La Asamblea del año XIII fue el primer congreso que proclamó
los derechos humanos en el territorio de la actual República Argentina. Fue un
intento, una experiencia que quedó trunca por culpa de las internas en la Logia
Lautaro -entre José de San Martín que buscaba la independencia definitiva y
Carlos María de Alvear que miraba con un ojo americano y un ojo inglés-, un
eslabón importante en el camino a la libertad definitiva. Es cierto que no
alcanzó su objetivo central: sancionar una Constitución republicana. Y que fue
una victoria del centralismo porteño en contra del federalismo democrático
planteado por José Gervasio Artigas. Pero también es cierto, como dijo Araceli
Bellota, que puso en palabras lo que estaba tácito: la soberanía popular, la
voluntad de abolir la esclavitud, la igualdad de razas, el fin de las torturas
como método de disciplinamiento por parte de los sectores dominantes; y como
dijo Eugenio Zaffaroni, que esa declaración de principios, ese programa, fue un
momento de iluminación para América Latina.

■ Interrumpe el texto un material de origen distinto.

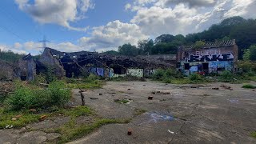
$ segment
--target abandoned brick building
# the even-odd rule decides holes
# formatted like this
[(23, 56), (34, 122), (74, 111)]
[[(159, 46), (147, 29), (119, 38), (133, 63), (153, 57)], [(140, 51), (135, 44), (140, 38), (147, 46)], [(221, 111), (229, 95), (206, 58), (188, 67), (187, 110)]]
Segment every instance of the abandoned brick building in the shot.
[(173, 62), (166, 62), (158, 58), (113, 56), (87, 51), (66, 53), (45, 48), (38, 60), (37, 70), (40, 71), (40, 68), (43, 67), (41, 65), (51, 66), (58, 77), (77, 77), (83, 72), (103, 78), (126, 75), (149, 77), (158, 69), (175, 67), (175, 59), (173, 60)]
[(189, 75), (235, 71), (238, 57), (238, 47), (235, 40), (206, 42), (201, 47), (195, 45), (180, 46), (177, 54), (177, 68)]

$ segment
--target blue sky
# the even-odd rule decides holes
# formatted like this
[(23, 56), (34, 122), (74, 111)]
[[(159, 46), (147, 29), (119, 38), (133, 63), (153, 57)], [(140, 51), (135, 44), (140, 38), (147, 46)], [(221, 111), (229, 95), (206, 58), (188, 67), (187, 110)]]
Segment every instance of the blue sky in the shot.
[(255, 18), (255, 0), (1, 0), (0, 49), (38, 54), (117, 50), (162, 34), (184, 35), (232, 16)]

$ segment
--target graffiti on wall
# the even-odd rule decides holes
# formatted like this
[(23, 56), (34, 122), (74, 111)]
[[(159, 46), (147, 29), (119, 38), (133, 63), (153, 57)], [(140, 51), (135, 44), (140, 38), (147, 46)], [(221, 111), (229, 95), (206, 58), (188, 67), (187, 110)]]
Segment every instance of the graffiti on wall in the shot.
[(143, 77), (143, 69), (128, 69), (127, 75)]
[(144, 77), (150, 78), (151, 75), (155, 74), (157, 70), (152, 70), (152, 69), (144, 69)]
[(190, 54), (188, 62), (211, 62), (211, 61), (232, 61), (234, 55), (232, 53), (219, 54), (194, 55)]

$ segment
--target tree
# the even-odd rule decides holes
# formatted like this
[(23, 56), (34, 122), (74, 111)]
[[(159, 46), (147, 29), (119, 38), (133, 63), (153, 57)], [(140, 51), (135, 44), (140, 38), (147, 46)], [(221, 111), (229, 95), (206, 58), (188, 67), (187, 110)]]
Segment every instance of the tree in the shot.
[(197, 41), (194, 44), (194, 48), (195, 49), (200, 49), (202, 48), (204, 45), (206, 44), (206, 42), (202, 42), (202, 41)]
[(138, 54), (138, 49), (135, 46), (127, 43), (118, 47), (118, 53), (122, 55), (136, 56)]
[(151, 54), (152, 48), (154, 46), (154, 41), (150, 40), (141, 40), (138, 42), (138, 48), (141, 50), (140, 54)]
[(256, 61), (256, 45), (250, 46), (250, 59)]
[(171, 34), (162, 34), (154, 39), (154, 43), (155, 44), (161, 43), (161, 42), (168, 43), (168, 42), (171, 42), (173, 40), (174, 40), (174, 36)]
[(245, 61), (249, 61), (250, 57), (250, 49), (246, 49), (244, 51), (244, 54), (242, 55), (242, 59)]

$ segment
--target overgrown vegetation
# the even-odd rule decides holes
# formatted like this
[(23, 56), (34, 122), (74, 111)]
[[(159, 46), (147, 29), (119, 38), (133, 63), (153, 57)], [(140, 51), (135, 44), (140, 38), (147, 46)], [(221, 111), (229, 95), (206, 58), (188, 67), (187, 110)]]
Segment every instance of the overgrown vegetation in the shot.
[(250, 134), (250, 135), (251, 135), (252, 137), (254, 137), (254, 138), (256, 138), (256, 131), (252, 132), (252, 133)]
[(29, 109), (46, 109), (50, 106), (62, 106), (70, 98), (70, 90), (62, 81), (54, 81), (48, 89), (30, 86), (16, 82), (14, 94), (6, 99), (6, 107), (11, 110)]
[(242, 87), (245, 88), (245, 89), (256, 89), (255, 86), (253, 86), (253, 85), (250, 85), (250, 84), (245, 84)]
[(16, 54), (16, 53), (10, 51), (10, 50), (8, 50), (8, 51), (1, 51), (0, 50), (0, 59), (4, 60), (4, 61), (7, 61), (7, 62), (16, 62), (19, 58), (21, 58), (24, 56), (25, 56), (25, 54)]
[(92, 74), (81, 79), (66, 78), (66, 82), (71, 89), (98, 89), (102, 88), (104, 84), (98, 76)]
[(89, 133), (98, 129), (99, 127), (111, 123), (128, 123), (129, 121), (125, 119), (110, 119), (98, 118), (92, 124), (83, 124), (76, 126), (74, 121), (70, 121), (67, 124), (61, 126), (54, 130), (62, 134), (60, 140), (58, 143), (66, 143), (67, 142), (79, 138)]
[(6, 111), (4, 109), (0, 109), (0, 129), (23, 127), (27, 124), (39, 122), (41, 116), (46, 115), (47, 118), (50, 118), (59, 114), (77, 118), (83, 115), (94, 114), (94, 111), (87, 106), (78, 106), (71, 109), (58, 107), (58, 109), (54, 108), (54, 110), (51, 113), (42, 113), (40, 111), (32, 112), (26, 110)]
[[(205, 42), (235, 39), (239, 48), (239, 59), (242, 58), (243, 50), (256, 44), (256, 20), (245, 19), (242, 17), (232, 17), (224, 19), (218, 24), (212, 25), (202, 32), (172, 35), (163, 34), (154, 40), (145, 39), (138, 42), (138, 46), (130, 43), (120, 46), (118, 51), (107, 51), (113, 55), (136, 56), (138, 54), (175, 54), (177, 48), (181, 46), (190, 46), (196, 43), (195, 48), (201, 47)], [(255, 50), (254, 50), (254, 54)], [(250, 57), (256, 58), (256, 57)]]
[(199, 74), (194, 73), (186, 77), (181, 72), (178, 72), (173, 69), (159, 70), (153, 74), (152, 78), (154, 80), (173, 84), (204, 83), (210, 82), (210, 80)]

Como todo hecho histórico, la Asamblea del año XIII
significó un proceso de avances y de retrocesos. Pero marcó de lo que vendría:
los principios del liberalismo político, la democratización de la acción
pública, la ampliación de ciudadanía -como se dice ahora-, la lenta inclusión
de las mayorías al sistema de derechos. Por eso la Asamblea del Año XIII late
en las luchas federales y populares como las de Manuel Dorrego, en las luchar
radicales por la ley de voto secreto, universal y obligatorio, en el voto
femenino sancionado a instancias de la prédica de Eva Perón, en las reformas
sociales y civiles del primer Peronismo, en los juicios por los delitos de Lesa
Humanidad que se llevan adelante desde el 2003, en el matrimonio igualitario,
en la Asignación Universal por Hijo, entre otras tantas medidas y, claro, en el
acto del jueves en la Plaza de Mayo. Porque la libertad de imprenta sancionada
por la Asamblea del año XIII -y que vive en la Ley de Medios- también se
replica cuando se libera y democratiza la historia como decidió hacerlo la
presidenta Cristina Fernández de Kirchner.